What Are the Benefits of Having Medicare?
Medicare and VA benefits do not work together to coordinate benefits. When veterans have both, they use their VA coverage at VA facilities and their Medicare coverage at Medicare-approved providers who accept assignment. With a Medicare Advantage plan, they must use a provider in the insurer’s network of doctors and facilities.
Having coverage through both the VA health program and Medicare provides wider coverage and more choices for treatment. For those who don’t live near a VA facility, or whose local facility has long wait times, Medicare coverage may be particularly important. Furthermore, having both types of coverage can be beneficial in an emergency when there is not a VA hospital nearby.

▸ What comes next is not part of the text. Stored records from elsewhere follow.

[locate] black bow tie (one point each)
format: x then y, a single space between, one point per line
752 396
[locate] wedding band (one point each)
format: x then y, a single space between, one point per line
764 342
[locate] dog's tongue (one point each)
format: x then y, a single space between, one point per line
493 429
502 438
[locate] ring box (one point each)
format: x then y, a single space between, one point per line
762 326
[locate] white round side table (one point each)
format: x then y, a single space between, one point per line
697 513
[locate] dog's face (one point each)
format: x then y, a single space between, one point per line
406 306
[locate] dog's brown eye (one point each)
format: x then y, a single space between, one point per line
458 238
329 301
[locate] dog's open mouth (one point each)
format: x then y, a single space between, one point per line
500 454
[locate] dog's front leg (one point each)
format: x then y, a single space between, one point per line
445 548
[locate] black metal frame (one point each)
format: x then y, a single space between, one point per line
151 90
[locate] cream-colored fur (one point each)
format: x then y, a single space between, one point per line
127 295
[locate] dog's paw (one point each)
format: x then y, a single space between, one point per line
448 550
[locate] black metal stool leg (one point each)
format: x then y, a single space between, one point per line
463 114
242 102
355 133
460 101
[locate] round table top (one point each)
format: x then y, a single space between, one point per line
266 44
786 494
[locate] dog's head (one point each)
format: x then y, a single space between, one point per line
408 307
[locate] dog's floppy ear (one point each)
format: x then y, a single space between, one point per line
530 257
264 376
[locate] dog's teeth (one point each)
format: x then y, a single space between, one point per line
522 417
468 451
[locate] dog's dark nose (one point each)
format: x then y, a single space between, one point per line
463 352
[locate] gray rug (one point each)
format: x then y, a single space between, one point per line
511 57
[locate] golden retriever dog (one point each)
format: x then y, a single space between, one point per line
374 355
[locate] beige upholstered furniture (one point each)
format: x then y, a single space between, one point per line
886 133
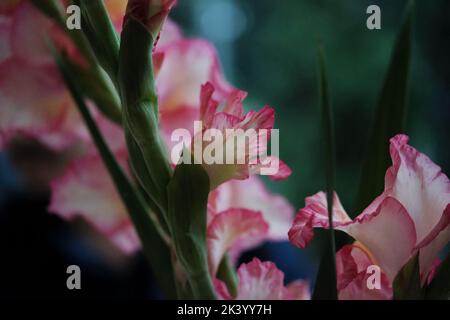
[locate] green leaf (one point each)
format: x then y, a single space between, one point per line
153 239
326 282
227 274
390 116
439 288
406 284
188 197
140 112
102 36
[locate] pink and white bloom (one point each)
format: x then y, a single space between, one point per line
243 135
34 100
263 281
87 190
411 215
253 195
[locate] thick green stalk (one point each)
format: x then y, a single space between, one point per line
326 279
102 36
140 112
153 240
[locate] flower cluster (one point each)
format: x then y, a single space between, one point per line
241 213
410 217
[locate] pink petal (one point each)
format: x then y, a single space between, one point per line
421 187
378 230
252 194
351 265
170 32
263 281
388 233
87 190
297 290
5 47
34 102
315 215
187 65
418 184
234 227
273 167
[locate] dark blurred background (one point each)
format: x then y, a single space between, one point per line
267 48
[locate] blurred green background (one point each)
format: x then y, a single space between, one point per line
269 49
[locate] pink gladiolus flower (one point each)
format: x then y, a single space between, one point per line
253 195
263 281
151 13
229 114
352 263
86 189
412 214
33 98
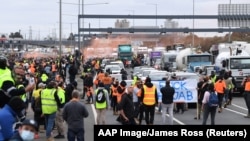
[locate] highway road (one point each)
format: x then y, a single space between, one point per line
232 115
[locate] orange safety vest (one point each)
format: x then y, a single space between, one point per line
89 91
247 86
100 76
119 97
149 95
54 68
220 86
114 91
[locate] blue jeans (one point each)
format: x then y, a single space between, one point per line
76 133
49 121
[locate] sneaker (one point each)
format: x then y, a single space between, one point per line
59 136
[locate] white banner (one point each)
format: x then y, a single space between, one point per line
185 90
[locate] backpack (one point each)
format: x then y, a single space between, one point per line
100 96
213 100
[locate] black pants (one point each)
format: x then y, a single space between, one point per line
247 100
149 114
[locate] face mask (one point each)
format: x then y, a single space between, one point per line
27 135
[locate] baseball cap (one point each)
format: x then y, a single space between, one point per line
30 122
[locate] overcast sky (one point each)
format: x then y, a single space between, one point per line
42 16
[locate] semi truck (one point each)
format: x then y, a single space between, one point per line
191 60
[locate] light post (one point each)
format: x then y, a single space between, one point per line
79 12
229 34
60 29
193 26
133 16
83 14
155 13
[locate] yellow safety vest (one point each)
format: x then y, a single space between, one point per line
5 75
61 95
49 104
23 96
134 80
104 104
149 95
213 79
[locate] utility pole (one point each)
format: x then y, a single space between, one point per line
60 29
229 34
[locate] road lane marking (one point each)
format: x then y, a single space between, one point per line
175 119
239 107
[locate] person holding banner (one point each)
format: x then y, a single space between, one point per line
149 100
205 107
167 102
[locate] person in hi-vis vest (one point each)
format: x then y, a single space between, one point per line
101 108
50 101
9 80
59 118
149 100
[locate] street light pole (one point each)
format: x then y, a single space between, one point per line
155 4
79 36
229 34
193 26
133 16
60 29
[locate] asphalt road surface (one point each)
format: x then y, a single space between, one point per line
232 115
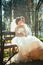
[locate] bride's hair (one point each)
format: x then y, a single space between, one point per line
18 19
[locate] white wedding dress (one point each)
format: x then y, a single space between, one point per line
28 47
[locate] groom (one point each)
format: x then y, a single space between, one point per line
13 25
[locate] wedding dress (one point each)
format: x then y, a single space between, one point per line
29 47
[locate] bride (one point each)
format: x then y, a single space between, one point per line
29 46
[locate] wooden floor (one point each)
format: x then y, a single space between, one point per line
34 62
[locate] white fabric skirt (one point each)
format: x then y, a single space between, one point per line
28 48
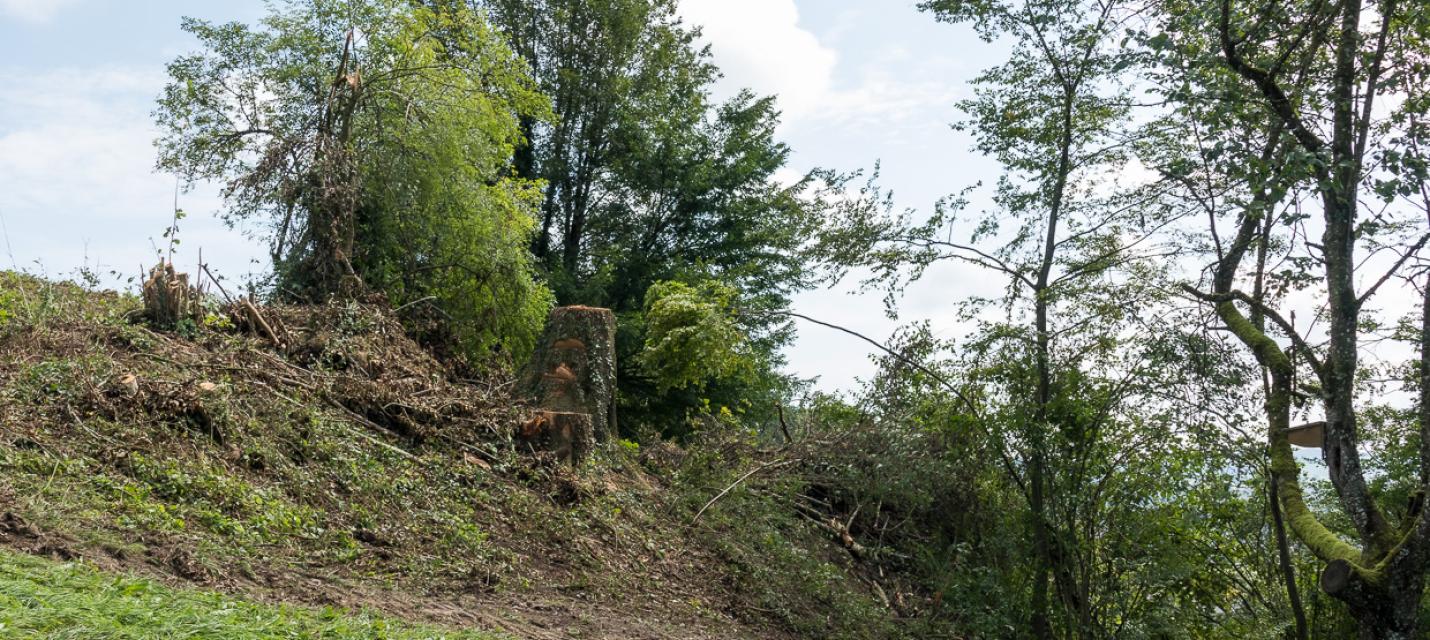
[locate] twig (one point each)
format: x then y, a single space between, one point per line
263 325
205 267
778 463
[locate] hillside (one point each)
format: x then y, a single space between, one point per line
349 469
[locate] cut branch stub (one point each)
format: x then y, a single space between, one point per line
169 297
565 435
574 367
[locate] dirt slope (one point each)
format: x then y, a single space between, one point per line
343 466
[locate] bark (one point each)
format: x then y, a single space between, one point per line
574 367
568 436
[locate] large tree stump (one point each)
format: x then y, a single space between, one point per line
574 367
565 435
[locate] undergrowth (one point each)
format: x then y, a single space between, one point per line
50 600
349 467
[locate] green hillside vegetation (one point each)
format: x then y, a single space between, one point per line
226 465
43 599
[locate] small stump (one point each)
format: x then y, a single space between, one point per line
574 367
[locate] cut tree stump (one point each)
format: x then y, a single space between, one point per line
574 367
565 435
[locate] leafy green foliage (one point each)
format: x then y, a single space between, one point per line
691 335
648 179
372 140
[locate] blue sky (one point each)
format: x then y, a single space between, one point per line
858 82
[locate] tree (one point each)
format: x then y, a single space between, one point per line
649 180
1054 115
1314 79
373 140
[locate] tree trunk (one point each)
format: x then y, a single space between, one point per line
565 435
574 367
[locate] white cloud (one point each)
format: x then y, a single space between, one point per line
760 45
77 183
33 10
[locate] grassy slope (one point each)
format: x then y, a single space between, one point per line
42 599
266 473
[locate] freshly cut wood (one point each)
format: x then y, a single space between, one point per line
565 435
574 367
169 297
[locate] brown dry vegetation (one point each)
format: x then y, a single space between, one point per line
349 467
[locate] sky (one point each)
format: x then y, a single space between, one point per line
858 83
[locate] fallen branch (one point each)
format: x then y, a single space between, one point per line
772 465
259 322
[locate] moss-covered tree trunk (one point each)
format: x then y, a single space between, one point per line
574 367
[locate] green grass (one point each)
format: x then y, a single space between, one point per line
42 599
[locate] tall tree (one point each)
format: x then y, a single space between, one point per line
1076 255
375 153
648 179
1322 77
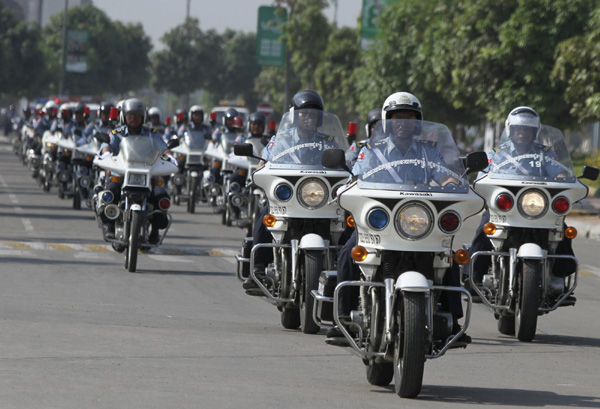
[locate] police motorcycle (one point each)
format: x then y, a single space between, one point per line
304 225
186 185
138 166
49 153
244 200
216 177
406 222
528 197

Another reason to consider enrolling in Medicare is the possibility of losing VA benefits at some point, which could leave some veterans without health insurance coverage. VA health benefits depend on an annual appropriation of funds by Congress, and it’s unknown if enough funding will be approved in future years to care for all veterans. Veterans in lower priority groups are at greater risk of a reduction or even a complete loss of their VA benefits.
Medicare Plan Options
Original Medicare, which consists of Part A (hospital) and Part B (medical), only pays 80 percent of the approved costs for hospitals, doctors, and medical procedures. There is no cap on out-of-pocket costs spent in a year. In addition, Original Medicare does not cover prescription drugs. A Medicare Supplement plan (Medigap) or a Medicare Advantage plan (Part C) can fill these gaps in coverage. The plans vary in the type of coverage they offer and cost of premiums.
Prescription Drug Coverage
Veterans can have both VA prescription drug benefits and a Medicare Part D drug plan; however, this may not be necessary. With VA benefits, veterans typically receive premium-free drug coverage. In some cases, veterans may benefit from additional coverage from a Part D or Medicare Advantage plan, if the VA-approved pharmacy locations or Consolidated Mail Outpatient Pharmacy Program (CMOP) are not the best options for them.
VA benefits have their own drug formulary. If a specific drug is not covered, a veteran may consider enrolling in a Medicare Part D plan that covers that drug. In addition, VA benefits may only cover a drug prescribed at a non-VA facility with prior authorization.
Part D coverage may also benefit some veterans if they qualify for Extra Help: the federal Low Income Subsidy (LIS) program that helps people with Medicare afford their Part D drug costs. It can also be useful for veterans in nursing homes outside of the VA health system who need medications from the nursing home pharmacy. If veterans choose to enroll in Part D at a later date, they can do so without paying a penalty.
Medicare Savings Programs
Veterans who enroll in a Medicare plan and have limited income and resources may be eligible for one of the four Medicare Savings Programs. These programs can help offset the out-of-pocket expenses associated with Medicare Parts A, B, and D premiums, deductibles, coinsurance, and copayments. https://www.arizonamedicareadvisors.com/wp-admin/media-upload.php?post_id=2997&type=image&TB_iframe=1
Whether VA benefits alone provide enough coverage will depend on the individual and their specific medical needs.